Xiaoqing Zhang joined the Ph.D. program in Health and Rehabilitation Sciences in August 2016. She holds a B.S. degree in Economics and an M.S. degree in Management. She was a graduate assistant for the Rehabilitation Research and Movement Performance Laboratory, the Occupational Therapy program, as well as the Global Summer Institute, and has served on the Research Committee of School of Health Technology and Management since September 2017. In addition to doing research, Xiaoqing is an active student advocate. She has participated in the Graduate Student Organization (GSO) as a senator in 2017-18, as treasurer 18-19, and as president since May 2019. Xiaoqing also served on the SBU 2019 Presidential Search Committee, Chief of Diversity Search Committee, Academic Planning and Resource Allocation Committee, and Graduate Council. She currently sits on the Research Committee of the University Senate as well as the SBU Alumni Association Board. Xiaoqing passed her Ph.D. dissertation defense in May 2020. |
Xiaoqing’s research focuses on the risk and protective factors and their interaction contributing to the psychological resilience of left-behind children (LBC) in rural China. In China, 61 million children have been left behind in rural areas under the supervision of their grandparents, relatives, elder siblings, or self-supervised. Research and anecdotal documentation have consistently reported negative mental health sequelae faced by those children, including depression, anxiety, negative self-perception, and loneliness. Xiaoqing conceptualizes resilience in LBC as a dynamic process of adaptive functioning when encountering adversity and an interactive process between risk and protective factors, and measures resilience with an outcome of the absence of depressive symptoms. Xiaoqing hypothesizes that resilience is improved by understanding the mechanism of the interplay between risk and protective factors and by promoting the protective factors that target specific risk factors.
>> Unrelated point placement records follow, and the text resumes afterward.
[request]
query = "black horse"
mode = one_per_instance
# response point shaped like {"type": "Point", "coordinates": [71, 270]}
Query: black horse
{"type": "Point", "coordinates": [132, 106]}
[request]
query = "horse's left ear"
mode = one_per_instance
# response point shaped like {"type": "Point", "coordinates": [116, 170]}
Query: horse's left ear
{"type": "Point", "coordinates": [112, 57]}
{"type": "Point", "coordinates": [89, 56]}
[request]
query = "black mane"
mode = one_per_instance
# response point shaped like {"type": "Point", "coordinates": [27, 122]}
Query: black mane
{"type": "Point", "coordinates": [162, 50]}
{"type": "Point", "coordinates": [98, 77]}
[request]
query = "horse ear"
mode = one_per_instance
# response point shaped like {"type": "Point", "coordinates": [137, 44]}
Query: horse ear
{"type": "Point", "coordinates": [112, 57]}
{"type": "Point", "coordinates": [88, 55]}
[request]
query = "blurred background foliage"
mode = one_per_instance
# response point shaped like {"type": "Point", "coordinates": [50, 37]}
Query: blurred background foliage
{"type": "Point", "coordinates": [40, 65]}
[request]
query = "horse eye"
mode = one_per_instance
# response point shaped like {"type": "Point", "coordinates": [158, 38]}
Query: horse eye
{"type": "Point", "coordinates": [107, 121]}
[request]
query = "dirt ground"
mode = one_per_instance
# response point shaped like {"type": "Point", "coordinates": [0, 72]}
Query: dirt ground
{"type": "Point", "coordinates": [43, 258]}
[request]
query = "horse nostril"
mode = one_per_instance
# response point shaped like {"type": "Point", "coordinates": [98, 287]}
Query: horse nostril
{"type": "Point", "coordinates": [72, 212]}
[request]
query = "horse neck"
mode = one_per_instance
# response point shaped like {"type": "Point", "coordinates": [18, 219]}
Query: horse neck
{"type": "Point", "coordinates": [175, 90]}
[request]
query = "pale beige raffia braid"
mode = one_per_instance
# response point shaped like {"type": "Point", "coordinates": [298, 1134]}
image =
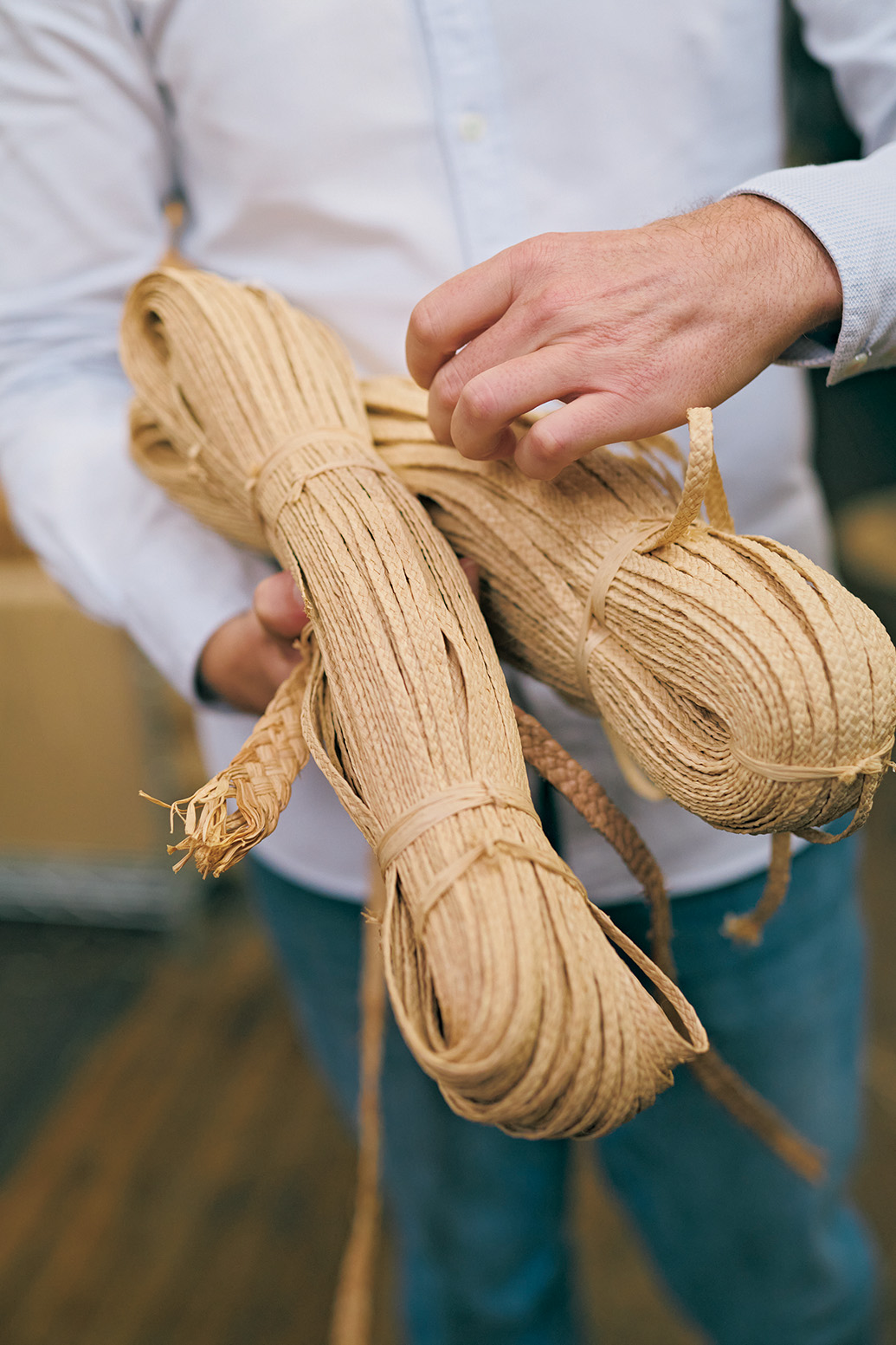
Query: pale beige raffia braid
{"type": "Point", "coordinates": [731, 673]}
{"type": "Point", "coordinates": [502, 980]}
{"type": "Point", "coordinates": [352, 1303]}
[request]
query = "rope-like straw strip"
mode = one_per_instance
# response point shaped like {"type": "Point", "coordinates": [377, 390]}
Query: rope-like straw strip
{"type": "Point", "coordinates": [503, 984]}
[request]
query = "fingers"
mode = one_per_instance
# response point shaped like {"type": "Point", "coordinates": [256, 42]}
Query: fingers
{"type": "Point", "coordinates": [279, 607]}
{"type": "Point", "coordinates": [490, 401]}
{"type": "Point", "coordinates": [588, 421]}
{"type": "Point", "coordinates": [455, 314]}
{"type": "Point", "coordinates": [244, 664]}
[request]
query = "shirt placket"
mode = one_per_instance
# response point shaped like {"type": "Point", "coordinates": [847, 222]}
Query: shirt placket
{"type": "Point", "coordinates": [473, 124]}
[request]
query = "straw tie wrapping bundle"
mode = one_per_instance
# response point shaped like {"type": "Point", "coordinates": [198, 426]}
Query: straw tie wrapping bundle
{"type": "Point", "coordinates": [500, 970]}
{"type": "Point", "coordinates": [731, 673]}
{"type": "Point", "coordinates": [742, 678]}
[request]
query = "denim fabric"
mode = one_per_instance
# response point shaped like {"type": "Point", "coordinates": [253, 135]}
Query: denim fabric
{"type": "Point", "coordinates": [754, 1254]}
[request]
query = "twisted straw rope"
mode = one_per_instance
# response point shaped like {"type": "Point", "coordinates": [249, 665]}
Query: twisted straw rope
{"type": "Point", "coordinates": [500, 974]}
{"type": "Point", "coordinates": [731, 673]}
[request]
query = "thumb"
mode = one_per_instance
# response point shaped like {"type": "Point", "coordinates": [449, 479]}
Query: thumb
{"type": "Point", "coordinates": [279, 607]}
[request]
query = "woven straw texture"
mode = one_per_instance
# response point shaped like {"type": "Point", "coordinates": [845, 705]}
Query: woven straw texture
{"type": "Point", "coordinates": [500, 973]}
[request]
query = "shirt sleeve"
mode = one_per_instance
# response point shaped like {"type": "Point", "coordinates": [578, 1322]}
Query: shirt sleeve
{"type": "Point", "coordinates": [850, 206]}
{"type": "Point", "coordinates": [87, 167]}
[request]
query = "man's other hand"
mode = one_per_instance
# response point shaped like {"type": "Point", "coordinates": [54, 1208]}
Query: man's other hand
{"type": "Point", "coordinates": [628, 327]}
{"type": "Point", "coordinates": [247, 658]}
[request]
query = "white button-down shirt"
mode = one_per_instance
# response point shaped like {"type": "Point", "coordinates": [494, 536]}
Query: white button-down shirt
{"type": "Point", "coordinates": [354, 153]}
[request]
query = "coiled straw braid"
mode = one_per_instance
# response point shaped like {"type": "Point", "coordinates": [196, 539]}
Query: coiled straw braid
{"type": "Point", "coordinates": [500, 973]}
{"type": "Point", "coordinates": [731, 673]}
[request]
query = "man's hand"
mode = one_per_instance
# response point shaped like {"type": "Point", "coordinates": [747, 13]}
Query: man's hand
{"type": "Point", "coordinates": [630, 328]}
{"type": "Point", "coordinates": [248, 656]}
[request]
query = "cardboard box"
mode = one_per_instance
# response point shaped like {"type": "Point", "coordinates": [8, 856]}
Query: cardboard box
{"type": "Point", "coordinates": [85, 724]}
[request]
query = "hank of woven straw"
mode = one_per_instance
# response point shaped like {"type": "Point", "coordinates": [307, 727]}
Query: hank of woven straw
{"type": "Point", "coordinates": [500, 973]}
{"type": "Point", "coordinates": [731, 673]}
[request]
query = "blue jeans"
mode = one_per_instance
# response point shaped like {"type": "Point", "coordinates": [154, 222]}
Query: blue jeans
{"type": "Point", "coordinates": [754, 1254]}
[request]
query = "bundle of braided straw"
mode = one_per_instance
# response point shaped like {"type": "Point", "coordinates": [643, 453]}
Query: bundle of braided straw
{"type": "Point", "coordinates": [731, 673]}
{"type": "Point", "coordinates": [500, 970]}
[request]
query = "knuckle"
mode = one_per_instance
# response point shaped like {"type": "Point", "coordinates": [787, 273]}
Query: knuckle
{"type": "Point", "coordinates": [424, 323]}
{"type": "Point", "coordinates": [447, 386]}
{"type": "Point", "coordinates": [478, 401]}
{"type": "Point", "coordinates": [545, 444]}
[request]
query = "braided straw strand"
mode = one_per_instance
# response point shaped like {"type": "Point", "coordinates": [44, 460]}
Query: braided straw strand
{"type": "Point", "coordinates": [502, 980]}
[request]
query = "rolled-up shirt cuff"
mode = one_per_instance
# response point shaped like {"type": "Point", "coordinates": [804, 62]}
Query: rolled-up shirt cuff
{"type": "Point", "coordinates": [850, 207]}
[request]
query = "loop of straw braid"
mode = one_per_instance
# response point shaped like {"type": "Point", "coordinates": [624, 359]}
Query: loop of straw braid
{"type": "Point", "coordinates": [512, 995]}
{"type": "Point", "coordinates": [731, 673]}
{"type": "Point", "coordinates": [745, 682]}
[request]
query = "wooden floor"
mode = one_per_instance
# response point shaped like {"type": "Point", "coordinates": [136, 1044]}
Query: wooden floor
{"type": "Point", "coordinates": [191, 1185]}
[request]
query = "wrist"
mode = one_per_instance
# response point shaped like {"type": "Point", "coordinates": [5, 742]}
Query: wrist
{"type": "Point", "coordinates": [796, 279]}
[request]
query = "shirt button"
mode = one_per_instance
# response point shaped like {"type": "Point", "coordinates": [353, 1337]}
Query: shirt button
{"type": "Point", "coordinates": [471, 126]}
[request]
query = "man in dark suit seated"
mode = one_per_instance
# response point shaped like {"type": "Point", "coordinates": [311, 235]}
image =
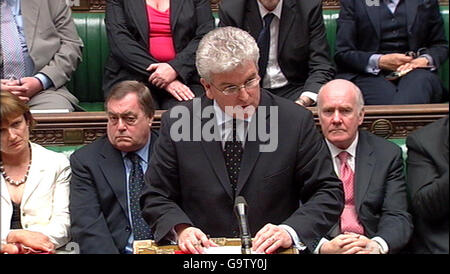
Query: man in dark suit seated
{"type": "Point", "coordinates": [375, 217]}
{"type": "Point", "coordinates": [297, 62]}
{"type": "Point", "coordinates": [107, 175]}
{"type": "Point", "coordinates": [376, 38]}
{"type": "Point", "coordinates": [428, 183]}
{"type": "Point", "coordinates": [219, 149]}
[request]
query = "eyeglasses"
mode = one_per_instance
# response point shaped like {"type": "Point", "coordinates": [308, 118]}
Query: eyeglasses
{"type": "Point", "coordinates": [233, 90]}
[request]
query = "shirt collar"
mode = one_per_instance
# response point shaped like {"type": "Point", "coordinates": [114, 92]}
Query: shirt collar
{"type": "Point", "coordinates": [277, 11]}
{"type": "Point", "coordinates": [351, 149]}
{"type": "Point", "coordinates": [222, 117]}
{"type": "Point", "coordinates": [142, 152]}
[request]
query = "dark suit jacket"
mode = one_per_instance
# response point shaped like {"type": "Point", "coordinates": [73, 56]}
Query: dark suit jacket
{"type": "Point", "coordinates": [127, 29]}
{"type": "Point", "coordinates": [303, 52]}
{"type": "Point", "coordinates": [428, 183]}
{"type": "Point", "coordinates": [187, 181]}
{"type": "Point", "coordinates": [98, 198]}
{"type": "Point", "coordinates": [380, 191]}
{"type": "Point", "coordinates": [358, 33]}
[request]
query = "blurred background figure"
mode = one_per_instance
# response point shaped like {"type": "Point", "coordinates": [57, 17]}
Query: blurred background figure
{"type": "Point", "coordinates": [40, 51]}
{"type": "Point", "coordinates": [373, 41]}
{"type": "Point", "coordinates": [154, 42]}
{"type": "Point", "coordinates": [427, 166]}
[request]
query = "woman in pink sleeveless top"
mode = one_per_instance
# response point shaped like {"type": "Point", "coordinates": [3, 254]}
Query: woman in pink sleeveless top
{"type": "Point", "coordinates": [154, 41]}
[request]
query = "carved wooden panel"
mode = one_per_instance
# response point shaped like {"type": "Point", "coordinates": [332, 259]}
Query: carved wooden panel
{"type": "Point", "coordinates": [79, 128]}
{"type": "Point", "coordinates": [99, 5]}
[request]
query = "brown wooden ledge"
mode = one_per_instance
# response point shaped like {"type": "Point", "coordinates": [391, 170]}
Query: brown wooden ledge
{"type": "Point", "coordinates": [79, 128]}
{"type": "Point", "coordinates": [100, 5]}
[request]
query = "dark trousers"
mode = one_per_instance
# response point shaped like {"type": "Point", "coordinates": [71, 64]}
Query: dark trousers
{"type": "Point", "coordinates": [420, 86]}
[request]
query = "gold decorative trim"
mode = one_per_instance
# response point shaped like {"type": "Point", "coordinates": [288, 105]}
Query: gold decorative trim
{"type": "Point", "coordinates": [150, 247]}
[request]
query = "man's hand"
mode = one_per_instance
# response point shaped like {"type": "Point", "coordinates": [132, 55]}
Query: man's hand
{"type": "Point", "coordinates": [162, 75]}
{"type": "Point", "coordinates": [34, 240]}
{"type": "Point", "coordinates": [24, 88]}
{"type": "Point", "coordinates": [350, 243]}
{"type": "Point", "coordinates": [270, 238]}
{"type": "Point", "coordinates": [9, 249]}
{"type": "Point", "coordinates": [393, 61]}
{"type": "Point", "coordinates": [192, 240]}
{"type": "Point", "coordinates": [420, 62]}
{"type": "Point", "coordinates": [180, 91]}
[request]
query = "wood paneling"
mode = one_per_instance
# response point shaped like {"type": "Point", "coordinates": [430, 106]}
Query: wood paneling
{"type": "Point", "coordinates": [84, 127]}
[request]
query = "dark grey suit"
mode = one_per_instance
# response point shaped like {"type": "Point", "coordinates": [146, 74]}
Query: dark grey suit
{"type": "Point", "coordinates": [98, 198]}
{"type": "Point", "coordinates": [428, 183]}
{"type": "Point", "coordinates": [187, 181]}
{"type": "Point", "coordinates": [380, 191]}
{"type": "Point", "coordinates": [359, 36]}
{"type": "Point", "coordinates": [303, 53]}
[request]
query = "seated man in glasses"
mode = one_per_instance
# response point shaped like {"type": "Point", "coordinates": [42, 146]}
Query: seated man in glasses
{"type": "Point", "coordinates": [391, 49]}
{"type": "Point", "coordinates": [219, 149]}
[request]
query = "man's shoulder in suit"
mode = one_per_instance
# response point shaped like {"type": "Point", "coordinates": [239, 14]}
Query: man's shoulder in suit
{"type": "Point", "coordinates": [90, 150]}
{"type": "Point", "coordinates": [379, 144]}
Using survey data collected from 1,572 young students in Henan Province of China, a set of logistic regressions were performed to examine the effect of risk and protective factors on LBC’s depressive symptoms. The findings show that positive beliefs about adversity, hope, and perceived social support mitigate the negative impact of stressful life events on LBC’s depressive symptoms, meaning that in the presence of those protective factors, LBC facing stressful life events become resilient. The research findings improve the knowledge of factors that contribute to the development and maintenance of resilience to improve the health and well-being of LBC. These findings suggest that future interventions should consider the protective influence of the parent-child cohesion on LBC’s depressive symptoms, and the impacts of protective factors (i.e., positive beliefs about adversity, hope, and perceived social support) on LBC’s resilience when they face stressful life events.
Three Minute Thesis, or 3MT® for short, is a spoken word thesis competition. 3MT is an opportunity for SBU graduate students to present their dissertation research findings to a general audience in three minutes with only one PowerPoint slide. The goal is for students to engage all their communication skills to make their research vivid and engaging while emphasizing its key point without technical terminology or field-specific jargon.
Graduate students who compete will receive specialized coaching. Speakers will work with coaches from the nationally recognized Alan Alda Center for Communicating Science. While 3MT is a competition, SBU emphasizes the professional development derived from a cohort approach where students participate in small group coaching that encourages peer feedback and support.
The SBU Alumni Association kindly sponsors prizes for the best talks.